En este Adviento que prepara la llegada del Rey, del sumo Sacerdote, del Mesías, Dios quiere que cada uno sea para si mismo el Juan que nos señale, bien en concreto, en qué debemos mudar y, para ello, quizá, a qué cosas renunciar.

No te pide casi seguro que entres en un convento, que dejes tus cosas, tus negocios, tus actividades, tus estudios, tu familia, pero te pide que revises cómo estás haciendo lo que te toca o has elegido hacer. Vos sabes muy bien cuáles son tus falencias, donde has transigido con lo que hace todo el mundo y, sin embargo, tenés claro que como cristiano no deberías hacer. Tu conciencia te muestra sin ambages -aunque a veces has tratado de justificarla- donde tu conducta se desvía de lo que te pide Cristo, y a qué cosas deberías renunciar si quisieras ser fiel a tu cristiana condición ... (No podés reclamar mayor seguridad, mayor justicia, menos corrupción, cuando vos mismo no vacilás en facilitar tu propia vida con pequeñas o grandes transgresiones...)

También te das cuenta de que no estás rezando como corresponde, que no das el tiempo suficiente a los asuntos de Dios, que te falta garra en tu pugnar cristiano, que no prestás suficiente atención a los tuyos y creés que porque cumplís con tus deberes de mantenerlos o llevar adelante la casa o con tus estudios ellos no necesitan nada más de vos...

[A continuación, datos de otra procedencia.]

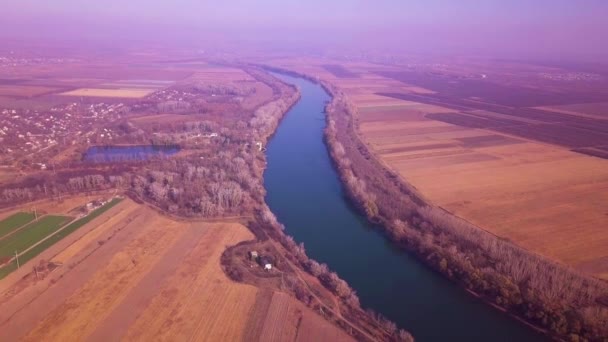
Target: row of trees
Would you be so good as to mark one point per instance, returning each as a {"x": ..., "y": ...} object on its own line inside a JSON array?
[
  {"x": 549, "y": 295},
  {"x": 330, "y": 279}
]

Vos sabés también el tiempo que perdés en tonterías, en frivolidades, en pereza, en televisión; y todas las cosas buenas que podrías leer y hacer con ese tiempo dilapidado...

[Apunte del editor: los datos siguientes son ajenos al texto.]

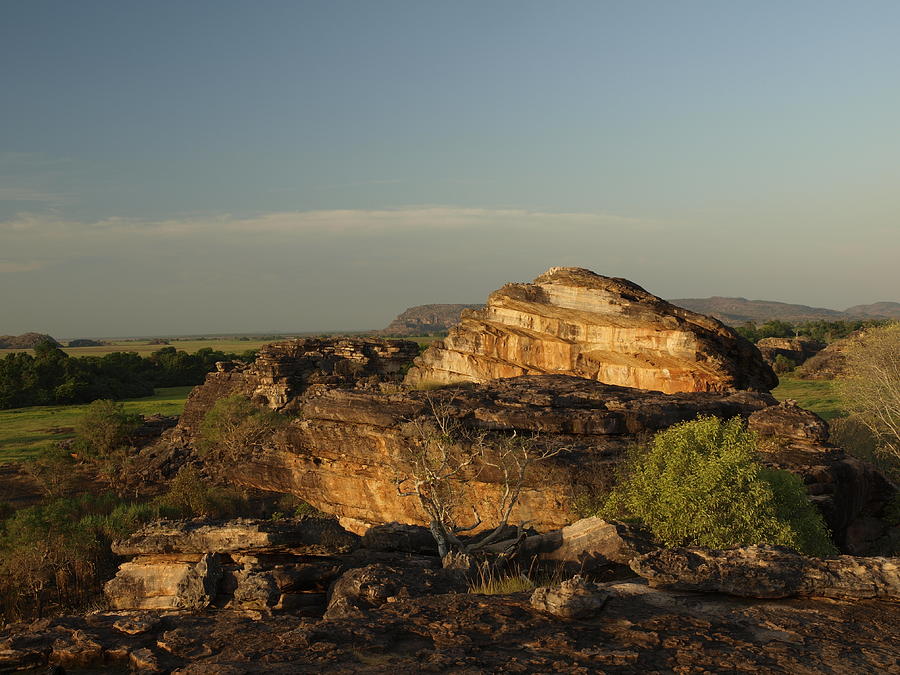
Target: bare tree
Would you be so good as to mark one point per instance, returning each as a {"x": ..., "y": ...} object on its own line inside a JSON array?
[
  {"x": 871, "y": 389},
  {"x": 444, "y": 456}
]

Ya ves que Juan no te pide -al menos por ahora- nada especialmente heroico: solo que seas honesto, que seas hombre, que reces, que cumplas con tu deber, que tengas palabra, sentido del honor, sobriedad....

Y entonces quizá así, lavado por el agua de Juan, cuando finalmente tu Señor, el Mesías, el hijo de María, llegue a ti, te incendies con su fuego y te haga revivir pujante en la alegría de su Espíritu.